From: Cy Schubert <Cy.Schubert_at_cschubert.com>
Date: Wed, 12 Apr 2023 17:37:59 UTC
On April 12, 2023 10:22:25 AM PDT, Charlie Li <vishwin@freebsd.org> wrote:
>Charlie Li wrote:
>> Cy Schubert wrote:
>>> On April 12, 2023 8:51:09 AM PDT, Charlie Li <vishwin@freebsd.org> wrote:
>>>> Cy Schubert wrote:
>>>>> I have a "sandhbox" pool, called t, used for /usr/obj and ports wrkdirs, and other writes I can easily recreate on my laptop. Here are the results of my tests.
>>>>> 
>>>>> Method:
>>>>> 
>>>>> Initially I copied my /usr/obj from my two build machines (one amd64.amd64 and an i386.i386) to my "sandbox" zpool.
>>>>> 
>>>>> Next, with block_cloning disabled I did cp -R of the /usr/obj test files. Then a diff -qr. They source and target directories were the same.
>>>>> 
>>>>> Next, I cleaned up (rm -rf) the target directory to prepare for the
>>>>> block_clone enabled test.
>>>>> 
>>>>> Next, I did zpool checkpoint t. After this, zpool upgrade t. Pool t now has block_cloning enabled.
>>>>> 
>>>>> I repeated the cp -R test from above followed by a diff -qr. Almost
>>>>> every file was different. The pool was corrupted.
>>>>> 
>>>>> I restored the pool by the following removing the corruption:
>>>>> 
>>>>> 
>>>>> slippy# zpool export t
>>>>> slippy# zpool import --rewind-to-checkpoint t
>>>>> slippy#
>>>>> 
>>>>> It is recommended that people avoid upgrading their zpools until the
>>>>> problem is fixed.
>>>>> 
>>>> As of af7624ed3145, I just did this with an md(4)-backed test pool, though with the second `cp -R` landing in a separate dataset, created and destroyed for each test. No corruption either way. However, my poudriere builds still output/package corrupted files (particularly those with null characters), probably after install(1) invocations (not cp(1)).
>>>> 
>>> 
>>> You need to copy from/to the same dataset to reproduce the problem.

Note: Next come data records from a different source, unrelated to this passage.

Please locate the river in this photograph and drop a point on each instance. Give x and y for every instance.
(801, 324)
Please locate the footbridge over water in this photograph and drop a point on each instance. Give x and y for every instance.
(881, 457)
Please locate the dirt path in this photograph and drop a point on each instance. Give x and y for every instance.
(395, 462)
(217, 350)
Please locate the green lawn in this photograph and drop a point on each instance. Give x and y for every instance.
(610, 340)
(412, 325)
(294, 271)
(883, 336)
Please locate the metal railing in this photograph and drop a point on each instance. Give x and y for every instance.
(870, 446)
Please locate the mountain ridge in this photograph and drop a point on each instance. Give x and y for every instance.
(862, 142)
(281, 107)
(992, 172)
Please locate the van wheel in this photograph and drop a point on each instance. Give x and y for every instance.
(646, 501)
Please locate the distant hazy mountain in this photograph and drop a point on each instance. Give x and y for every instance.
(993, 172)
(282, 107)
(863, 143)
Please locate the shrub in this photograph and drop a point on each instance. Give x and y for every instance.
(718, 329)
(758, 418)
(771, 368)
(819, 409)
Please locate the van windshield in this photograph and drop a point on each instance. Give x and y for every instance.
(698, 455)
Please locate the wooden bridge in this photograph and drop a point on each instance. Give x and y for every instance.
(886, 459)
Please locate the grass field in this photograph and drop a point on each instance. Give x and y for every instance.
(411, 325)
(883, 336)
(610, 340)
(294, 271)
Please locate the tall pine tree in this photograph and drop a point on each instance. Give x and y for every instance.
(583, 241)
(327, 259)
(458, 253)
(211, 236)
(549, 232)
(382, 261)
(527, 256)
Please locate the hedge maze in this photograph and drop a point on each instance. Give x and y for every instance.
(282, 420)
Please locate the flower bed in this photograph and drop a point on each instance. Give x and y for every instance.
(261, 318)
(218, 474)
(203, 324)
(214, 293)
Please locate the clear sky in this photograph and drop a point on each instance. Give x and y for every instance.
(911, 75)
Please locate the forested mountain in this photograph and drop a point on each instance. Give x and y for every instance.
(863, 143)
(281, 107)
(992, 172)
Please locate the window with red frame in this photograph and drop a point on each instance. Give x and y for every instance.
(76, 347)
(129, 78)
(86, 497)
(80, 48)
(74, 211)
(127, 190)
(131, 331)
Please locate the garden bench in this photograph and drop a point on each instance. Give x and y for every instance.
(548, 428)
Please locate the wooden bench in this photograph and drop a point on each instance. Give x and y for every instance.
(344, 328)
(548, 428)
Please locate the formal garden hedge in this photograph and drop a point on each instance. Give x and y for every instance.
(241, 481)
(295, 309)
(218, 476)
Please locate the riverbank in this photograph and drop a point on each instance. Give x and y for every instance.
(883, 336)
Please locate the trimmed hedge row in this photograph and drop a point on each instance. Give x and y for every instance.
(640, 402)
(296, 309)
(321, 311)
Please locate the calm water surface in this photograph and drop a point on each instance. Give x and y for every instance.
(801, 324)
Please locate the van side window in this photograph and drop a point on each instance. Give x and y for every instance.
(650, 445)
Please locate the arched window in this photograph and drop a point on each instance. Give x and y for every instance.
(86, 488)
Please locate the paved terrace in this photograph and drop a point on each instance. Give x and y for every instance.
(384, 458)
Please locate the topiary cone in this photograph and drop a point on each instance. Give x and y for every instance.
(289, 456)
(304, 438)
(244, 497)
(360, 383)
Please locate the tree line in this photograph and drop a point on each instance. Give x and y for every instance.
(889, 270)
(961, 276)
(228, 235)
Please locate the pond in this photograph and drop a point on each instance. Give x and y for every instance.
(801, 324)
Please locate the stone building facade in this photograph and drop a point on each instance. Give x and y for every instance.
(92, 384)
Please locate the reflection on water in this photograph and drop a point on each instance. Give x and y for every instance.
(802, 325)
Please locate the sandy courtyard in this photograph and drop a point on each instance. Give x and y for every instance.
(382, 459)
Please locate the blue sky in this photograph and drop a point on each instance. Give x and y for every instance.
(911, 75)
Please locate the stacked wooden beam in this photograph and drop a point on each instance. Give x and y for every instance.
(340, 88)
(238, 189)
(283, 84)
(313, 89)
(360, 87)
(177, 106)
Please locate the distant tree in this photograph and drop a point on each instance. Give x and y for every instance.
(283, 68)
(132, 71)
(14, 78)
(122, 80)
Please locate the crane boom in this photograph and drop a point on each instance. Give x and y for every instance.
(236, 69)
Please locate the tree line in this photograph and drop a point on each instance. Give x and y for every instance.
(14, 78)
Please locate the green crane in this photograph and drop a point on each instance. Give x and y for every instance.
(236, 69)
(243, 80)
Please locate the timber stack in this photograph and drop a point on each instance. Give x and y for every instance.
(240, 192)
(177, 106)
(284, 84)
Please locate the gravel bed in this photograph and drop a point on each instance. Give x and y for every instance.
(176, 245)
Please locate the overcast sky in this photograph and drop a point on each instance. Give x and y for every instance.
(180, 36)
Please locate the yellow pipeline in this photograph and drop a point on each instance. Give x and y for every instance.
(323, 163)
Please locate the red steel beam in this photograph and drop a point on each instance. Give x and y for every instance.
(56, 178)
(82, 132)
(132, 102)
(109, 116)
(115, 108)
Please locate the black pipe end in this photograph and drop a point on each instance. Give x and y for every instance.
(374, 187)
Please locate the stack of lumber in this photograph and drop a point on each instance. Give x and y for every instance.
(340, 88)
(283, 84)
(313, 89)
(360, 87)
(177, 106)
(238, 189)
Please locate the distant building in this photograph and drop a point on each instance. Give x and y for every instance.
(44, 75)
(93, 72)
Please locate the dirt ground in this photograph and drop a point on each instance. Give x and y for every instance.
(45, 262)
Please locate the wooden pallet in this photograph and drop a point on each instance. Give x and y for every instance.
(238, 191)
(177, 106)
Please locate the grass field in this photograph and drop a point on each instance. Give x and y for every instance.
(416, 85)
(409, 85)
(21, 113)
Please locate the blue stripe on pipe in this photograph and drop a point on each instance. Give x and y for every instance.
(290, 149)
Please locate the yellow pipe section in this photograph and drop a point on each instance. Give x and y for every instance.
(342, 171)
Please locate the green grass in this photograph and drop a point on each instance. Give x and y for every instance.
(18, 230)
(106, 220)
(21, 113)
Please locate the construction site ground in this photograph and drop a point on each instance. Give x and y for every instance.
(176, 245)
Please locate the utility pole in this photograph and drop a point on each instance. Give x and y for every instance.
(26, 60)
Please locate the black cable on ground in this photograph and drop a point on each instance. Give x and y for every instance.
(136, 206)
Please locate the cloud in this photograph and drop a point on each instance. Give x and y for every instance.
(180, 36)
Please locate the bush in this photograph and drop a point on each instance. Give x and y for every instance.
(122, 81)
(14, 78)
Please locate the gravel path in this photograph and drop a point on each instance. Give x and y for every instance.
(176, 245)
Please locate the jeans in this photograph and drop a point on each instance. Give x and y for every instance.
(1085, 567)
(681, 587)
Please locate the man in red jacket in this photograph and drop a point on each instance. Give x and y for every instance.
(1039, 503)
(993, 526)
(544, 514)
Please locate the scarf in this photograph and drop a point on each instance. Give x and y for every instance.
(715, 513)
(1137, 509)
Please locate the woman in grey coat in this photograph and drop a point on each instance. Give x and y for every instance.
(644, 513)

Copying from a source dataset to a different dataset will avoid block_cloning.
>>> 
>> Got the corruption now.
>> 
>Clarify: no corruption without block_cloning, corruption with.
>
>What is still a mystery to me is how corruption happens even without block_cloning in the poudriere scenario. cp(1)/install(1) always happen within the same dataset, as this test.
>

This is because your pool has previously corrupted blocks. Even when you backed up the old pool, created a new pool without block_cloning and restored your data, because the backup contained corrupted blocks from your old pool, they were restored as is. ZFS can only fix corruption if the checksum says it's corrupt. As far as ZFS was concerned at the time those blocks were not corrupted. You will need to delete the files with corruption and recreate them.

Even after this regression is fixed and people build/install kernel, whatever was corrupted will remain until corrupted files are either removed and recreated or fixed manually.

This regression will have long lasting effects.

Like Kirk McKusick has reiterated many times, back in the old days people didn't trust EXT*FS because of the data corruption experienced. Sadly ZFS will need to earn people's trust back again. This is unfortunate.


-- 
Cheers,
Cy Schubert <Cy.Schubert@cschubert.com>
FreeBSD UNIX:  <cy@FreeBSD.org>  Web:  https://FreeBSD.org
NTP:                     <cy@nwtime.org>    Web:  https://nwtime.org
                                                    e^(i*pi)+1=0

Pardon the typos. Small keyboard in use.